# Top Five Introductions to Calvinism



## Reformed Thomist (Dec 18, 2009)

What five books (or book_lets_, 'cuz some of them are great) would you recommend as really good introductions to Calvinism (or books that may serve as such)? I'll start with some obvious choices (which you may repeat if you want)...

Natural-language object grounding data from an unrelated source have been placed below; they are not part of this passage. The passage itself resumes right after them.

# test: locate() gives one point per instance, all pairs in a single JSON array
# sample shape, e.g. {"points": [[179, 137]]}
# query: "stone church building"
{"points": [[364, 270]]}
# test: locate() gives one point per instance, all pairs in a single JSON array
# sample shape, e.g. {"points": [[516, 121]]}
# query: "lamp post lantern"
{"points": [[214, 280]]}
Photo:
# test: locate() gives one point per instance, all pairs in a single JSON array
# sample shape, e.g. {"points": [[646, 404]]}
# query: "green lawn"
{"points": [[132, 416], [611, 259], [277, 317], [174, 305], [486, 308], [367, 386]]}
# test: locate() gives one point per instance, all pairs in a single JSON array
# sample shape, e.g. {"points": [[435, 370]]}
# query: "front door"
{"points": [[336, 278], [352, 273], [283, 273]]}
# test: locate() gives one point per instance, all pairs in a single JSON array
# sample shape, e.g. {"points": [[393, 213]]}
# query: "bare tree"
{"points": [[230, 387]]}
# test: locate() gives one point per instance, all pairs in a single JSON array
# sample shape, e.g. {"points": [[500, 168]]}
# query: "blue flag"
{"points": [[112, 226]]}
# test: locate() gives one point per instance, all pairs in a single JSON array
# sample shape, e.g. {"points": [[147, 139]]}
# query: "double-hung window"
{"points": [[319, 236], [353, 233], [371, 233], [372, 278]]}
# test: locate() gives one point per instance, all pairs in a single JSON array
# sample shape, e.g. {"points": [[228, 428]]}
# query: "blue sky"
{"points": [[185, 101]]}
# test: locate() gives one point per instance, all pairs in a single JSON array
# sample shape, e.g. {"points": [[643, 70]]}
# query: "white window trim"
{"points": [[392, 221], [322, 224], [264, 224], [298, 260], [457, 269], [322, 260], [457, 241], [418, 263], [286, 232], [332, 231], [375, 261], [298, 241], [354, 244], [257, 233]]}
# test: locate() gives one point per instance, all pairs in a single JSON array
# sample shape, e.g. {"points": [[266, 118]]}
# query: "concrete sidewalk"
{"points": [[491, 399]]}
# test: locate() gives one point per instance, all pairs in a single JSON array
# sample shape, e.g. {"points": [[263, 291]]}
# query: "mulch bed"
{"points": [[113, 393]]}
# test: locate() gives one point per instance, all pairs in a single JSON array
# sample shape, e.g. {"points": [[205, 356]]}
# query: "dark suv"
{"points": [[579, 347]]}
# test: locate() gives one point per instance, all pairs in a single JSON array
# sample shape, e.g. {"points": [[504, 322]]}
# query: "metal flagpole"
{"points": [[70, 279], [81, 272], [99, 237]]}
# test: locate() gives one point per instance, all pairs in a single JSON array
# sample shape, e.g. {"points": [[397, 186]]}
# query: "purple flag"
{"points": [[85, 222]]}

Amazon.com: What is Reformed Theology?: Understanding the Basics (9780801065590): R. Sproul: Books

Amazon.com: Chosen by God (9780842313353): R. C. Sproul: Books

Amazon.com: Reformed Doctrine of Predestination (9780875521121): Loraine Boettner: Books

Amazon.com: The Five Points of Calvinism: Defined, Defended, Documented (9780875528274): David N. Steele, Curtis C. Thomas, S. Lance Quinn: Books

Amazon.com: Evangelistic Calvinism (9780851519296): John Benton: Books


----------



## Dragoon (Dec 18, 2009)

All of Grace: C. H. Spurgeon
liveing for God's glory: Joel R. Beeke
The Doctrines of Grace: Rediscovering the Evangelical Gospel: James Boice
The Sovereignty of God: Arthur W. Pink


----------



## AThornquist (Dec 18, 2009)

Good suggestions already. I would add Ephesians.


----------



## Reformed Thomist (Dec 18, 2009)

Dragoon said:


> living for God's glory: Joel R. Beeke



Great book!


----------



## Scott1 (Dec 18, 2009)

Excellent choices.

I would add the Westminster Standards, notebook format is handy (which Scripture proofs at the bottom of the page)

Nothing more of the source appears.